Community Milestone: 500 Volunteers Worldwide
Our volunteer network has crossed the 500 mark, spanning 42 countries. From translators to researchers, filmmakers to fundraisers — this community is the backbone of the project.

When we launched In the Shadow of Now, we hoped to build a community. What has emerged is something far more powerful than we anticipated: a global network of 500 volunteers spanning 42 countries, united by a shared belief that documentary storytelling can change how the world understands the Palestine-Israel conflict.
The numbers alone are remarkable. In less than six months, we have been joined by translators working across 14 languages, researchers with expertise in international law, Middle Eastern history, and conflict journalism, graphic designers and animators, filmmakers and editors, fundraisers and event organisers, and educators who see the series as a tool for their classrooms.
But the real story is not in the numbers. It is in the quality of the contributions and the depth of commitment these individuals bring. A retired BBC journalist in London has spent weeks compiling a timeline of media coverage that will inform our fact-checking process. A university student in Amman is translating Arabic-language primary sources that have never been available in English. A documentary editor in São Paulo has volunteered to assist with the rough cut of Part One.

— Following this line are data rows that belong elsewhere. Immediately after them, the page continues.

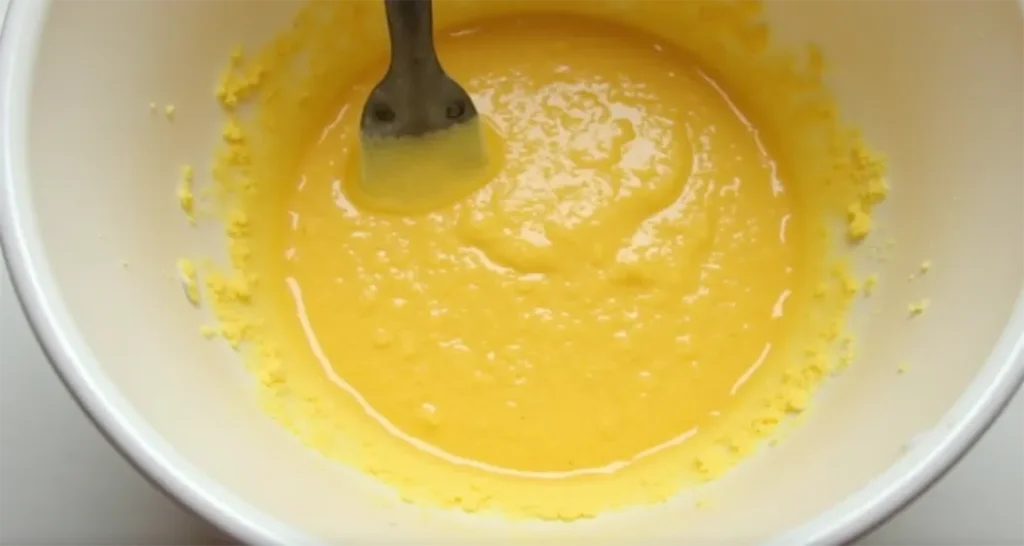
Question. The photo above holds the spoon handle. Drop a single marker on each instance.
(411, 29)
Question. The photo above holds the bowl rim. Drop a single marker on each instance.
(973, 413)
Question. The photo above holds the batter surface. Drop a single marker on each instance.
(635, 296)
(605, 296)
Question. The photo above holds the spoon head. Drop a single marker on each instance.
(399, 107)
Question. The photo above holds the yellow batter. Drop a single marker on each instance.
(636, 297)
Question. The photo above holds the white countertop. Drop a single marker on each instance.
(61, 483)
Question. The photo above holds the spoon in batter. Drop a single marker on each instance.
(420, 131)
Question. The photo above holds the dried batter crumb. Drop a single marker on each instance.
(918, 307)
(870, 283)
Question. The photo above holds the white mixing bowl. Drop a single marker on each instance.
(88, 182)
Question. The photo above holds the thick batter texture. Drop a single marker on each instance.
(630, 259)
(634, 298)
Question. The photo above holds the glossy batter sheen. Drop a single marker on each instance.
(608, 293)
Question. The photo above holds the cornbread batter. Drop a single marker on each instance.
(629, 260)
(636, 295)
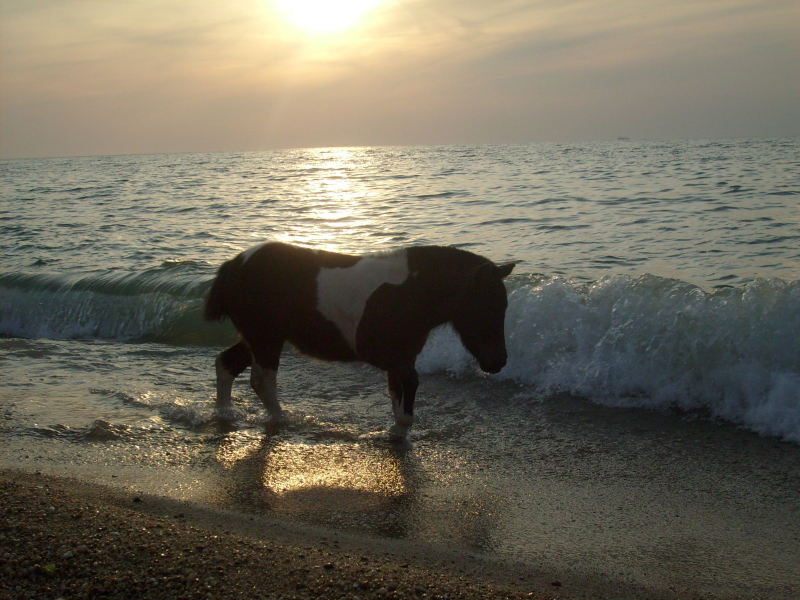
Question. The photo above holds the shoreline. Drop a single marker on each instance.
(66, 538)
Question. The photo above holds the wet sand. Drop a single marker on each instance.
(61, 538)
(557, 498)
(65, 538)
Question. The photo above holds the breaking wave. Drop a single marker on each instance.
(163, 305)
(643, 341)
(653, 342)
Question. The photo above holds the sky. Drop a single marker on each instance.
(83, 77)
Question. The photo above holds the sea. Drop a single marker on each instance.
(653, 323)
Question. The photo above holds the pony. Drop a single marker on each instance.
(374, 308)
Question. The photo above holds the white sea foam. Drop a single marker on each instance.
(653, 342)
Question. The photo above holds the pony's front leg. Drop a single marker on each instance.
(264, 379)
(228, 365)
(403, 390)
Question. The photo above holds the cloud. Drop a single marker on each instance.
(94, 77)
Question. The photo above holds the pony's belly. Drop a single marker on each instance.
(325, 344)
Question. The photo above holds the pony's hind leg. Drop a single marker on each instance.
(228, 365)
(264, 378)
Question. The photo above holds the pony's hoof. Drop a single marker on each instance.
(398, 433)
(226, 414)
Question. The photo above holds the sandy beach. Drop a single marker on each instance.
(61, 538)
(64, 538)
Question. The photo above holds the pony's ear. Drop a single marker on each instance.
(504, 270)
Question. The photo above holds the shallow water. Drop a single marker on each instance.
(652, 328)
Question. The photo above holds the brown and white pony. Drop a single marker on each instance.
(375, 308)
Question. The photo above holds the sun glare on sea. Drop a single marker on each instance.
(325, 16)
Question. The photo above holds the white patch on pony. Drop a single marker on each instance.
(250, 251)
(342, 292)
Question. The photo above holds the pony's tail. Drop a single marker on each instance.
(218, 298)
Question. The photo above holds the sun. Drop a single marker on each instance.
(325, 16)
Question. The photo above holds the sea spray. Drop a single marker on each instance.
(653, 342)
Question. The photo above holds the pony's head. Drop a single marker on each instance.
(479, 315)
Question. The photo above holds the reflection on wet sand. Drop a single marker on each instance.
(365, 485)
(369, 487)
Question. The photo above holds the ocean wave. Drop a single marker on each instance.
(163, 304)
(653, 342)
(643, 341)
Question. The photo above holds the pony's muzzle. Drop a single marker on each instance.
(493, 366)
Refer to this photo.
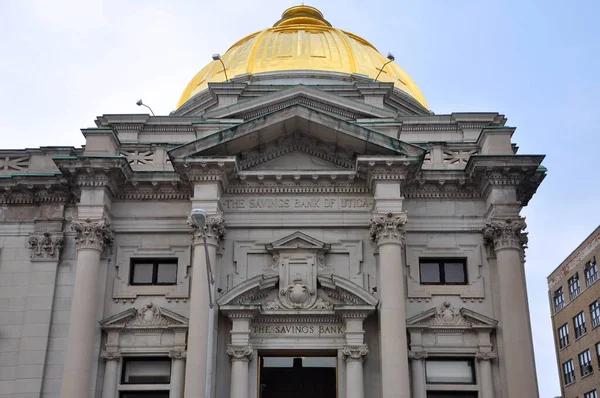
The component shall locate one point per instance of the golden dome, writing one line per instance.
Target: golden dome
(302, 40)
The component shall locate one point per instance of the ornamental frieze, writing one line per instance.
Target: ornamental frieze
(93, 234)
(214, 230)
(505, 234)
(388, 228)
(45, 246)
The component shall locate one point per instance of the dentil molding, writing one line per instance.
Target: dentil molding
(93, 234)
(388, 228)
(45, 246)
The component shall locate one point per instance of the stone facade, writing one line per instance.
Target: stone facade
(579, 265)
(324, 196)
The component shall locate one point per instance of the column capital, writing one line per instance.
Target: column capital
(486, 355)
(45, 246)
(110, 355)
(93, 234)
(388, 228)
(505, 233)
(355, 352)
(240, 352)
(214, 230)
(417, 355)
(178, 354)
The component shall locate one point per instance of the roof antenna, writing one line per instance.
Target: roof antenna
(391, 59)
(217, 57)
(140, 103)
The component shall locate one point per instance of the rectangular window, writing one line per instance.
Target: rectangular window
(585, 363)
(450, 371)
(436, 271)
(568, 372)
(563, 335)
(559, 300)
(146, 371)
(595, 313)
(591, 272)
(579, 323)
(574, 286)
(153, 271)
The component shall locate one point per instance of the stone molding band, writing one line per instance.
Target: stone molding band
(388, 228)
(355, 352)
(110, 355)
(93, 234)
(240, 352)
(505, 233)
(45, 246)
(214, 230)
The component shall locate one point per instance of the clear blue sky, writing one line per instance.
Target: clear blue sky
(63, 62)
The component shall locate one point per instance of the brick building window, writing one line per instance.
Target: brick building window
(559, 300)
(436, 271)
(595, 313)
(563, 335)
(574, 286)
(568, 372)
(153, 271)
(585, 363)
(591, 272)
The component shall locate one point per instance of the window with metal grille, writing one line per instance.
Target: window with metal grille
(591, 394)
(579, 323)
(153, 271)
(559, 300)
(591, 272)
(595, 313)
(443, 271)
(574, 286)
(569, 372)
(563, 335)
(585, 363)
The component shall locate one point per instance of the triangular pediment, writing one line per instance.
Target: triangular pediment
(297, 240)
(148, 316)
(446, 316)
(284, 124)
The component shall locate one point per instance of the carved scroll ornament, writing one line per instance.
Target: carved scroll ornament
(214, 230)
(388, 228)
(240, 352)
(355, 352)
(46, 246)
(93, 234)
(505, 234)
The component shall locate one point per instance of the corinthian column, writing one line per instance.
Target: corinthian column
(92, 237)
(505, 236)
(355, 387)
(199, 329)
(240, 356)
(387, 231)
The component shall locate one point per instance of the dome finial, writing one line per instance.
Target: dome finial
(302, 15)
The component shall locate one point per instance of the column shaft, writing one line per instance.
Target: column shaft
(177, 378)
(487, 383)
(392, 313)
(198, 332)
(84, 309)
(109, 387)
(354, 379)
(419, 385)
(515, 326)
(239, 378)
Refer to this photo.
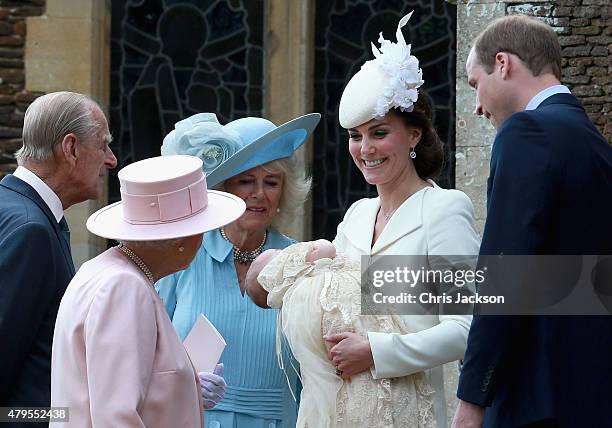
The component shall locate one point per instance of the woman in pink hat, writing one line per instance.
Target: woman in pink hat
(116, 360)
(251, 158)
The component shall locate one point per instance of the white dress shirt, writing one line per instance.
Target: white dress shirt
(44, 191)
(546, 93)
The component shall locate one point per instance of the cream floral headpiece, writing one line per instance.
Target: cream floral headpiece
(390, 80)
(395, 60)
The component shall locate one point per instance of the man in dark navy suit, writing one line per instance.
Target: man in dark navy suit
(549, 192)
(64, 160)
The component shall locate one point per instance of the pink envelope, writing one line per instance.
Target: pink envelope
(204, 345)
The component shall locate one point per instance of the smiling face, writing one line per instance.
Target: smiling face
(381, 148)
(261, 189)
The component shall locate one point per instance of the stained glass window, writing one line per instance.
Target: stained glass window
(171, 59)
(344, 30)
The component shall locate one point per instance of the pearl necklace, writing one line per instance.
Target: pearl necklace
(138, 262)
(244, 256)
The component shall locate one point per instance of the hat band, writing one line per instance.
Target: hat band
(165, 207)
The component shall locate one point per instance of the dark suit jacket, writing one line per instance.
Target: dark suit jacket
(549, 192)
(35, 268)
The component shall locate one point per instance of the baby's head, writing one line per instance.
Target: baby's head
(320, 249)
(256, 292)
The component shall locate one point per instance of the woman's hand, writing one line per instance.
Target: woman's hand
(350, 354)
(212, 386)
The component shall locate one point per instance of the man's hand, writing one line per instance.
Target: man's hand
(468, 415)
(351, 354)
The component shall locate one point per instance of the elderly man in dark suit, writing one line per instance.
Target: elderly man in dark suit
(63, 161)
(549, 192)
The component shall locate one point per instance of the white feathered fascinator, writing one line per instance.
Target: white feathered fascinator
(390, 80)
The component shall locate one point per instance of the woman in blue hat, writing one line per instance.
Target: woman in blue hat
(253, 159)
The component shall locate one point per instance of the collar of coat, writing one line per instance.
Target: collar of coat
(407, 218)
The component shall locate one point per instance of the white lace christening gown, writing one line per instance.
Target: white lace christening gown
(323, 298)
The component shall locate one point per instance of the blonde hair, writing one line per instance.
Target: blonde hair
(534, 42)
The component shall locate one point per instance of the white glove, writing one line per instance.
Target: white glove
(212, 386)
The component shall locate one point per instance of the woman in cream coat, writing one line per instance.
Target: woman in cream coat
(116, 360)
(395, 146)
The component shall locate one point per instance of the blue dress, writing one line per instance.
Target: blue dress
(257, 394)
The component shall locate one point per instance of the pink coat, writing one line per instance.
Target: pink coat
(116, 360)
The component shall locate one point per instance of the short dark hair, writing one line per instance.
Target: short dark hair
(534, 42)
(430, 153)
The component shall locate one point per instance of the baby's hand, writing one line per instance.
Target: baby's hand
(323, 249)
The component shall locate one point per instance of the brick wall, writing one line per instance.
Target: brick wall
(585, 34)
(14, 100)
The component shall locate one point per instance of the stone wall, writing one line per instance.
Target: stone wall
(584, 28)
(14, 99)
(585, 34)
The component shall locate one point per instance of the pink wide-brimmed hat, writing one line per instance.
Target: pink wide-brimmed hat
(164, 198)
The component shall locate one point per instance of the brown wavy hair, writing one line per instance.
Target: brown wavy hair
(430, 153)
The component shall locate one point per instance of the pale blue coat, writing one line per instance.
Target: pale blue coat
(257, 394)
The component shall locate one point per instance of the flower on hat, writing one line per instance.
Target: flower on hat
(203, 136)
(402, 68)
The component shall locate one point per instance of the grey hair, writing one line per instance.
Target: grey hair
(50, 118)
(296, 187)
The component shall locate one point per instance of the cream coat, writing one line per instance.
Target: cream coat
(433, 221)
(116, 360)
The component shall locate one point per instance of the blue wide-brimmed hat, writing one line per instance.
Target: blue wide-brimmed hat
(228, 150)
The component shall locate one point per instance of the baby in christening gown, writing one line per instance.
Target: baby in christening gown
(318, 292)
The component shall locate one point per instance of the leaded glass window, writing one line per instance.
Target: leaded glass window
(344, 30)
(174, 58)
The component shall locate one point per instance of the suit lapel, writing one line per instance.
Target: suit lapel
(19, 186)
(407, 218)
(362, 225)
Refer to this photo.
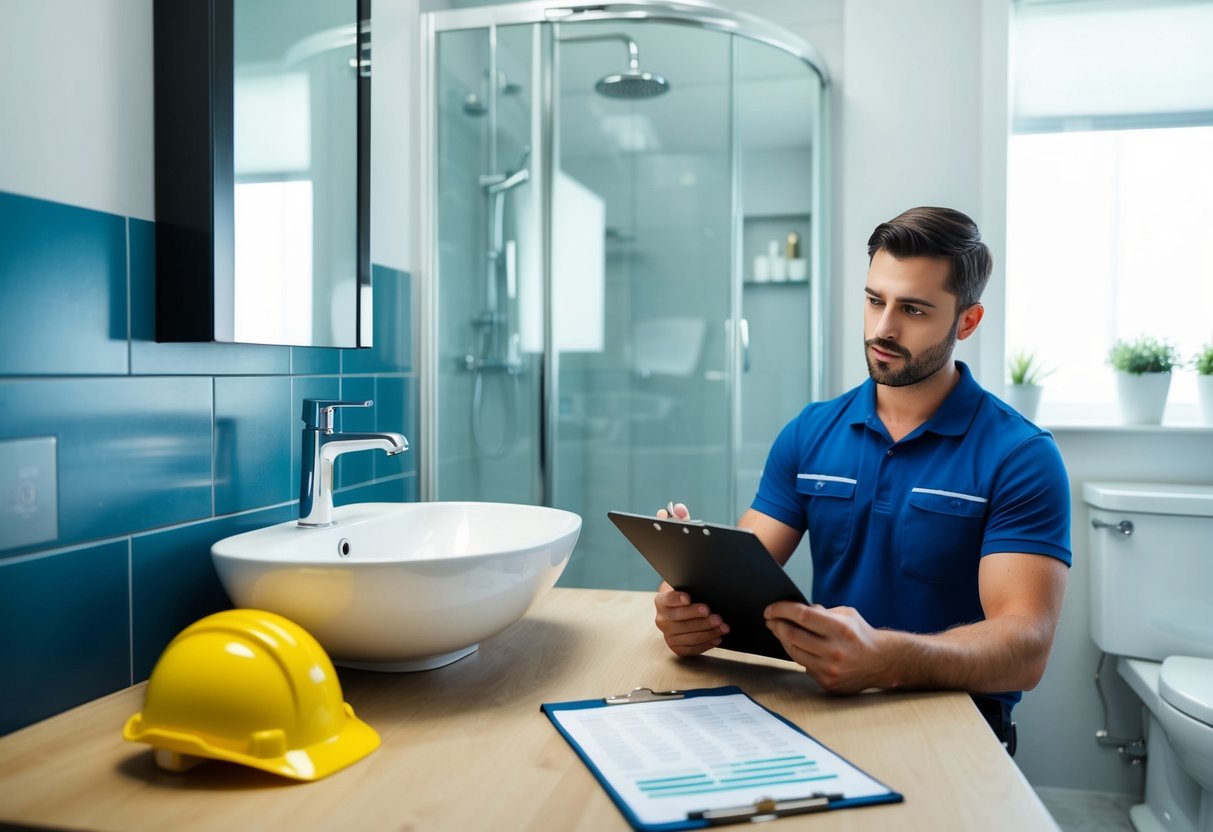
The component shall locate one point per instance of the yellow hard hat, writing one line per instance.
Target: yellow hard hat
(254, 688)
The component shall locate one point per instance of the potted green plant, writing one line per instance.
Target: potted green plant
(1203, 364)
(1024, 389)
(1143, 377)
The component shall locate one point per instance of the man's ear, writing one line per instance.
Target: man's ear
(969, 320)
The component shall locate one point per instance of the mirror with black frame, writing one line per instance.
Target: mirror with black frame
(262, 134)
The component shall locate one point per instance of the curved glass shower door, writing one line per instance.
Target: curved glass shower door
(642, 340)
(604, 192)
(489, 341)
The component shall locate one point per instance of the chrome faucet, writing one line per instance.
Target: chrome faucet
(322, 448)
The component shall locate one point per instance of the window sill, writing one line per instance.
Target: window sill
(1180, 417)
(1074, 425)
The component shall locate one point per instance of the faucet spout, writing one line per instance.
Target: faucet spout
(343, 443)
(322, 446)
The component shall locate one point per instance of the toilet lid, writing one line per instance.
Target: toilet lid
(1186, 683)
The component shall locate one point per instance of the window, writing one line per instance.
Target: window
(1110, 193)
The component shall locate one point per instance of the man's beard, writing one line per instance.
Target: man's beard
(913, 369)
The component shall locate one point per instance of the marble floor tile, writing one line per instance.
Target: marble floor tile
(1088, 811)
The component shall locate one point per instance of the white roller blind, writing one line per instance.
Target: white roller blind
(1082, 64)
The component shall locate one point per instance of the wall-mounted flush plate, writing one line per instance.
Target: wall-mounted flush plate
(29, 495)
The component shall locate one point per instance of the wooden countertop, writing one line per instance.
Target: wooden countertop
(466, 747)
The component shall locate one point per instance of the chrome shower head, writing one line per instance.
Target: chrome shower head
(632, 85)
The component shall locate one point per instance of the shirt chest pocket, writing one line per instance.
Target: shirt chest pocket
(830, 511)
(941, 535)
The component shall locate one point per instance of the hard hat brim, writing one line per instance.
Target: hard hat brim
(356, 740)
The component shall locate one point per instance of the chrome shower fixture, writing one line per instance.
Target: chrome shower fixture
(632, 83)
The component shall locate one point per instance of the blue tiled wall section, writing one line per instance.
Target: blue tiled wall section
(161, 448)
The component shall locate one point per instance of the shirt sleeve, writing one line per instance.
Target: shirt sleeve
(776, 491)
(1031, 506)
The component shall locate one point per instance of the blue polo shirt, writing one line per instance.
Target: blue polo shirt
(897, 530)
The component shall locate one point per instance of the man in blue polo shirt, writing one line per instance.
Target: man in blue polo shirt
(938, 517)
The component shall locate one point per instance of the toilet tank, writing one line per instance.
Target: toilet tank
(1151, 590)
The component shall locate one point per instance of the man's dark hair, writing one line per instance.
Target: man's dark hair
(945, 233)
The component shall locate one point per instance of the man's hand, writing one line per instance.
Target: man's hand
(689, 628)
(837, 648)
(673, 509)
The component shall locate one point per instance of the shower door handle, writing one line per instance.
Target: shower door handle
(744, 338)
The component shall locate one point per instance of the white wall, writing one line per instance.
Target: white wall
(75, 103)
(75, 110)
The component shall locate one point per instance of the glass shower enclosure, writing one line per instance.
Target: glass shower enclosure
(624, 243)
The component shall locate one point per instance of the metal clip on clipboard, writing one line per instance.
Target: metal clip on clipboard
(766, 809)
(644, 695)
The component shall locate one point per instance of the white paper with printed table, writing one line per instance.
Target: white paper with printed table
(694, 758)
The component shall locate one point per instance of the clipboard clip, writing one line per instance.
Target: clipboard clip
(767, 809)
(644, 695)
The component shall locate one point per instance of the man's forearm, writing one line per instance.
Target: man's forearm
(986, 656)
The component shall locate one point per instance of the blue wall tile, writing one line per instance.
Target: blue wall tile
(132, 452)
(398, 489)
(153, 440)
(315, 362)
(252, 443)
(183, 359)
(64, 631)
(63, 283)
(174, 581)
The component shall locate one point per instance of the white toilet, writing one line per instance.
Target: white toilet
(1151, 571)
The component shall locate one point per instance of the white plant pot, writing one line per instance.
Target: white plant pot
(1025, 398)
(1205, 385)
(1143, 397)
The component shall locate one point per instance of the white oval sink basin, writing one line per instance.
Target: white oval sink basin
(402, 586)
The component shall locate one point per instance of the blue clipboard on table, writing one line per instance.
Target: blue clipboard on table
(687, 759)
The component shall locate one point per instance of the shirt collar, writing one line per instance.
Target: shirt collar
(954, 415)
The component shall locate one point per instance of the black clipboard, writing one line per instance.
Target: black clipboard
(723, 566)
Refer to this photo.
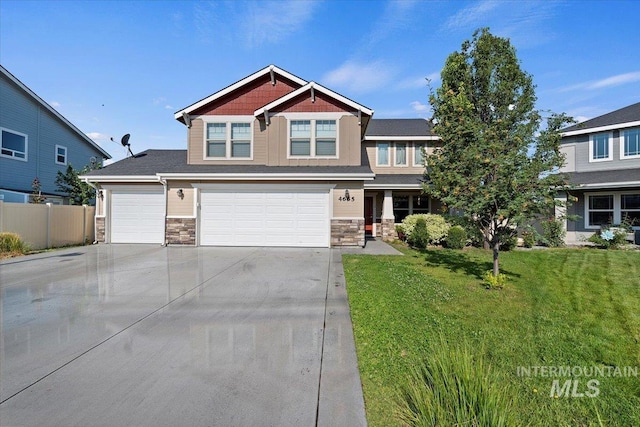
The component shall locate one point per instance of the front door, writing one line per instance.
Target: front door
(368, 216)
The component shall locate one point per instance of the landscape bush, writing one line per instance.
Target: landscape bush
(437, 226)
(12, 242)
(456, 238)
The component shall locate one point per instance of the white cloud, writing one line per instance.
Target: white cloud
(617, 80)
(359, 77)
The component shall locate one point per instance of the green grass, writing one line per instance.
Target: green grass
(564, 307)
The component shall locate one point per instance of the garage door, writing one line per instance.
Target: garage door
(137, 216)
(264, 218)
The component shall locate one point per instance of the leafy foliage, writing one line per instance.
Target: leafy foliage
(495, 162)
(456, 238)
(79, 192)
(419, 237)
(437, 226)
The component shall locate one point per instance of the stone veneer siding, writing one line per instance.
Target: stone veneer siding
(100, 229)
(181, 231)
(347, 232)
(388, 230)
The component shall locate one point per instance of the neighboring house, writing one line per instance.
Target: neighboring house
(271, 160)
(37, 141)
(603, 162)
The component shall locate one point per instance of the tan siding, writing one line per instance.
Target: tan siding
(177, 206)
(348, 209)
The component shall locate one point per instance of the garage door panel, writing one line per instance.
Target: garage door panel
(137, 216)
(275, 218)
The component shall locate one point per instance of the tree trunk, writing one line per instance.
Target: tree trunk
(496, 263)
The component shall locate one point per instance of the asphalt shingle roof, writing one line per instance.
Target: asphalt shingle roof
(399, 127)
(151, 162)
(627, 114)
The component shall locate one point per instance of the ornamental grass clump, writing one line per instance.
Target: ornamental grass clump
(454, 387)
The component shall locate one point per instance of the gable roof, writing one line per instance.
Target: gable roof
(313, 86)
(271, 69)
(400, 130)
(621, 118)
(53, 111)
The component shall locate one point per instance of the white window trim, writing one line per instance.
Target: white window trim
(65, 155)
(26, 145)
(312, 149)
(617, 207)
(406, 155)
(227, 120)
(417, 146)
(622, 140)
(610, 139)
(389, 145)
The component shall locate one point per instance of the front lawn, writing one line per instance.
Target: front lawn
(576, 308)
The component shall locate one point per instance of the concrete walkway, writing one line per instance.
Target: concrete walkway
(142, 335)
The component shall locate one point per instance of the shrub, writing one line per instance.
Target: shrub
(456, 238)
(609, 238)
(419, 237)
(437, 226)
(11, 242)
(494, 282)
(454, 388)
(553, 233)
(529, 237)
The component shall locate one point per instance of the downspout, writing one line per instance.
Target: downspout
(95, 226)
(166, 207)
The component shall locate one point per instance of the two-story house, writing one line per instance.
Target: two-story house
(271, 160)
(37, 141)
(603, 162)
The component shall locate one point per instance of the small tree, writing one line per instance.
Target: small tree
(80, 193)
(495, 165)
(36, 194)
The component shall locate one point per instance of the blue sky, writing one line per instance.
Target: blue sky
(116, 67)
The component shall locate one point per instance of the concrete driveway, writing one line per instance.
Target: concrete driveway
(120, 335)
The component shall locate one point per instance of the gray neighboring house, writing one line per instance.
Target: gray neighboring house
(37, 141)
(603, 162)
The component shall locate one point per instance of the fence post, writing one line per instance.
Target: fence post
(49, 225)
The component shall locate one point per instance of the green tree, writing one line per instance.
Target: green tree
(495, 163)
(79, 192)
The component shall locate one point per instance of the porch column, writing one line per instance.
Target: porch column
(388, 222)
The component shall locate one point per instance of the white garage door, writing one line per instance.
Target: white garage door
(137, 216)
(264, 218)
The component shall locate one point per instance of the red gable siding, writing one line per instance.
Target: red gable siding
(247, 99)
(303, 104)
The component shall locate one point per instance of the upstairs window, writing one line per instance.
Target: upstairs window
(14, 145)
(228, 140)
(313, 138)
(401, 154)
(600, 146)
(382, 156)
(61, 155)
(631, 143)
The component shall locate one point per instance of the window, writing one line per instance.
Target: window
(418, 154)
(600, 210)
(383, 154)
(228, 140)
(401, 154)
(14, 145)
(313, 138)
(631, 144)
(61, 155)
(600, 146)
(630, 208)
(325, 138)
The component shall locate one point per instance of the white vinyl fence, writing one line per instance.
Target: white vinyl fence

"The volunteer network operates through our community portal, where contributors can sign up for specific tasks, join working groups, and participate in discussions about the project's direction. We have established clear workflows for different types of contribution — from quick tasks that take an hour to longer-term research projects that unfold over weeks."
The volunteer network operates through our community portal, where contributors can sign up for specific tasks, join working groups, and participate in discussions about the project's direction. We have established clear workflows for different types of contribution — from quick tasks that take an hour to longer-term research projects that unfold over weeks.
Quality control is built into every stage. All research contributions are reviewed by our core editorial team before being incorporated into the production. Translations are cross-checked by at least two independent translators. Creative contributions go through our standard review process. The goal is to harness the power of distributed collaboration without compromising the rigour that a project of this nature demands.
The geographic diversity of our volunteers is itself a statement about the universality of the story we are telling. Contributors from Palestine, Israel, the United Kingdom, the United States, Brazil, South Africa, Japan, Australia, and dozens of other countries are working side by side on a project that transcends national boundaries.
We are also seeing the emergence of local volunteer hubs — informal groups of contributors in the same city who meet regularly to coordinate their efforts. Hubs have formed in London, New York, Berlin, Melbourne, and Beirut, with more taking shape. These gatherings create a sense of community that complements the digital collaboration happening on our platform.
For those considering joining the volunteer network, the process is straightforward. Visit our Volunteer Hub page, select the areas where you would like to contribute, and our coordination team will match you with tasks that suit your skills and availability. Every contribution matters, and every volunteer is valued.
To those who have already joined: thank you. You are not just supporting a documentary — you are building a movement.